Отца Лёхи я видел редко. По-моему, он был какой-то классический комсомольский бонза, во всяком случае, стереотипно внешне он мне таким казался: моложавый, с номенклатурными «филатовскими» усиками и вечным новым «винилом» под мышкой, ну как же не «комса́»?
А вот красивая мама Лёхи неизменно встречала нас томным потягиванием, напоминая мне очень соблазнительную и порочную Лору Лайнс из нашего «Холмса» в исполнении прекрасной Аллы Демидовой. Видя первую волосатую личность, заползающую в дом, она лениво тянула: «О-о-о, «малчик»!». Когда появлялся второй нечёсаный персонаж, не меняя интонирования, произносилось: «Ещё «малчик»!».
Если её не было дома, то можно было тайком порыться в пузатых шкафах и найти там, скажем, завораживающий дух альбом репродукций любителя преисподней гражданина Босха, размером метр на метр или же глянцевую подборку полупорнушного Бидструпа. Ни у меня, ни у моих тогдашних невежд-корешей невозможно было даже измыслить себе эдаких сугубо запрещённых, а потому манящих сокровищ.
В общем, ответственно считаю, что развивался я, без сомнения, правильно, хоть и в разрушительном «рокенрольном» направлении. Прибавьте сюда вожделенные кассеты, что опрометчиво проносились домой моим беспечным отцом. Интересного мне там было крайне мало, но перепадал ведь по случаю и тощий Джон Леннон и пухленький Пресли, так что томительное ожидание добычи всегда присутствовало.
Отлично помню «дивный образ» ещё одного дядечки «под шестьдесят» типично «фарцовской» внешности и одеяний, знакомого моего легкомысленного папки.

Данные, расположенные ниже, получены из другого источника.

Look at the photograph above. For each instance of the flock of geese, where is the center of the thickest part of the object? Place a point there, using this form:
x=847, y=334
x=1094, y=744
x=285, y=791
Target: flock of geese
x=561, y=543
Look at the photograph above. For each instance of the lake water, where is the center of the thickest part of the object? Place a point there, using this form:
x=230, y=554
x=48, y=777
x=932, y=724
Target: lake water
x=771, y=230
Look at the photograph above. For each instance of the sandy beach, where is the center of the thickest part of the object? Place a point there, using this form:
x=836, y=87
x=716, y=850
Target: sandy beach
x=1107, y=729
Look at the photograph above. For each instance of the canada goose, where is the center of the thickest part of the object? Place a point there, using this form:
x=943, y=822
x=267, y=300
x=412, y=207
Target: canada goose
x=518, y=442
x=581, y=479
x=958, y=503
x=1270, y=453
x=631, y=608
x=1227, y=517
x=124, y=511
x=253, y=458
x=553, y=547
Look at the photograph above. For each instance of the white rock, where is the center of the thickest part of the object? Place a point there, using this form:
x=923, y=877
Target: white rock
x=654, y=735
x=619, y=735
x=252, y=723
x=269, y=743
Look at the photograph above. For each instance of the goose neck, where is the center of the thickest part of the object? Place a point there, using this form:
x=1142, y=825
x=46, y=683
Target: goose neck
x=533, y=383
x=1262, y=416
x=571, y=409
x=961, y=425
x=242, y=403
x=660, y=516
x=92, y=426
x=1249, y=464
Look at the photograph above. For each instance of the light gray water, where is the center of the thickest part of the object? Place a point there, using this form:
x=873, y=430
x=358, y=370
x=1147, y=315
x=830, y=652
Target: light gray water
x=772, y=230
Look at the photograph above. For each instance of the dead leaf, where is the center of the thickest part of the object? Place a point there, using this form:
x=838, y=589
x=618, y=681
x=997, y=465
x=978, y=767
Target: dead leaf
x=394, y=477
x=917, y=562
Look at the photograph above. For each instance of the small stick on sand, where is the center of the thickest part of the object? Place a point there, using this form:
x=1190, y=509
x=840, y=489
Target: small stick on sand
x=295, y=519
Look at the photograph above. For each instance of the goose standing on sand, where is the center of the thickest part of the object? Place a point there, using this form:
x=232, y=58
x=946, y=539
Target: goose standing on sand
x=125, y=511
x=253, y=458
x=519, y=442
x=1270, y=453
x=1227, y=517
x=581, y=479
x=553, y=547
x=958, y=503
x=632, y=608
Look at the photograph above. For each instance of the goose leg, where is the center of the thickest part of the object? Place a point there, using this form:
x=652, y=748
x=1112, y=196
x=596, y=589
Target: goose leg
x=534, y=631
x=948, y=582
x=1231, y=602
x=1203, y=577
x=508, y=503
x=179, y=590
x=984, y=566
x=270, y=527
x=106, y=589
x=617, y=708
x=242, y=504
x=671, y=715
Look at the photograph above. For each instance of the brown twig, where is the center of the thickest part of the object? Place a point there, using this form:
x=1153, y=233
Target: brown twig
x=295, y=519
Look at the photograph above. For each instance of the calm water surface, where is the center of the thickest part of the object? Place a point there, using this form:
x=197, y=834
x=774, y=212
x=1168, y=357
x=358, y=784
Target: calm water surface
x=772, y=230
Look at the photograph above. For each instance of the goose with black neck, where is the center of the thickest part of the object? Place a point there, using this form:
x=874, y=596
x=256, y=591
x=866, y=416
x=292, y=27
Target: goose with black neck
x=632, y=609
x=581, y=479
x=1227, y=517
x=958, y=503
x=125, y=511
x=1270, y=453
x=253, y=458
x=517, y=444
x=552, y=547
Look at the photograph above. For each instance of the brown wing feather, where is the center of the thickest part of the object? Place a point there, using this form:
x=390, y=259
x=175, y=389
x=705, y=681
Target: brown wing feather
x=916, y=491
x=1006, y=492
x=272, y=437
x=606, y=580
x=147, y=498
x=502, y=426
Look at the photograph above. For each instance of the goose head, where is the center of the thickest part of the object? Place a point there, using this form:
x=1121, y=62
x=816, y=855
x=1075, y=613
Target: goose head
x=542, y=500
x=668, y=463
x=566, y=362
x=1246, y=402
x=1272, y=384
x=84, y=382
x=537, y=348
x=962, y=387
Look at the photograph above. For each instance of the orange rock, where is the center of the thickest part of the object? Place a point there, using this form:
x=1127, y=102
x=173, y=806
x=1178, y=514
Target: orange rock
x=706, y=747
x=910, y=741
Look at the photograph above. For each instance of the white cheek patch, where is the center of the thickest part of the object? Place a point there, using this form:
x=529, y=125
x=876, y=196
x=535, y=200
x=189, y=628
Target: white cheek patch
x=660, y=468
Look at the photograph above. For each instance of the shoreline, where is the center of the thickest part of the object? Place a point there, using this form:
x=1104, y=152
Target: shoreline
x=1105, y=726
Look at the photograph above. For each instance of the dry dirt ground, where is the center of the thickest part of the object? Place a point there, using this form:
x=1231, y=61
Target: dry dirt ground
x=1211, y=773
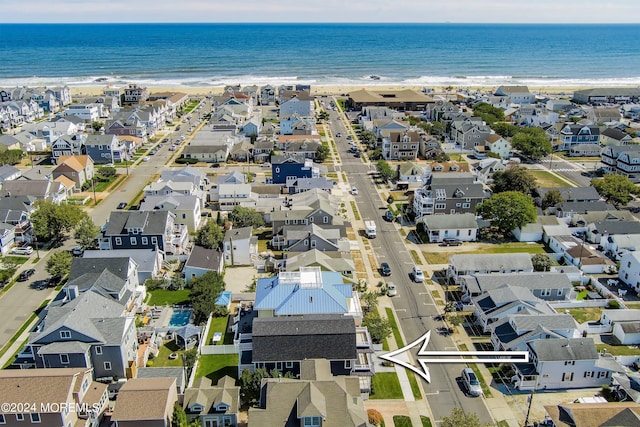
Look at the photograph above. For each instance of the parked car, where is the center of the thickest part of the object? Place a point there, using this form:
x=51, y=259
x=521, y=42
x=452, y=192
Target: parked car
x=449, y=241
x=25, y=275
x=24, y=250
x=391, y=289
x=471, y=382
x=385, y=269
x=417, y=275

Многое, что являлось непременными атрибутами соцбыта – «скучнючие» Джеймс Ласт, Фаусто Папетти, «Арабески» с «Баккарой», почему-то какие-то дикие певцы-эмигранты, инфантильная японская эстрада и обязательный Высоцкий, всё запросто доставалось через этого «незаменимого деятеля». Для отца – бесплатно, для иных – не совсем. Промышленным оптом он беспрестанно добывал где-то все эти жутковатые в основном новинки и реализовывал ограниченным и непросвещённым гражданам СССР под видом музыкальных иллюстраций «сладкой жизни» там, за манящим бугром.
Если бы вы только могли слышать, как он значительно говаривал: «Когда я выхожу на большую запись…». Серьёзность этой акции не должна была вызывать ни капли сомнения у «простых смертных» от убогого, кастрированного «соц-меломанства». «Различнейшие» ширпотребные «Бони Эмы» и Поли Мориа со временем сменили более модные «общероссийские» «Скотчи», «Видео-кидсы», «Модерн Токинги» и «Бэд Бойзы», но вальяжный дядечка неизменно захаживал к нам и важно выдавал довольному отцу разноцветные кассетки со «второй записью с пласта» (первая была только у Самого).
Чуть позднее он почему-то резко исчез – наверное, конъюнктура капризного музыкального рынка стала совсем уж ему чуждой, и монаршее время его кануло в Лету вместе с рухнувшим, искусственным, но трогательным иногда строем.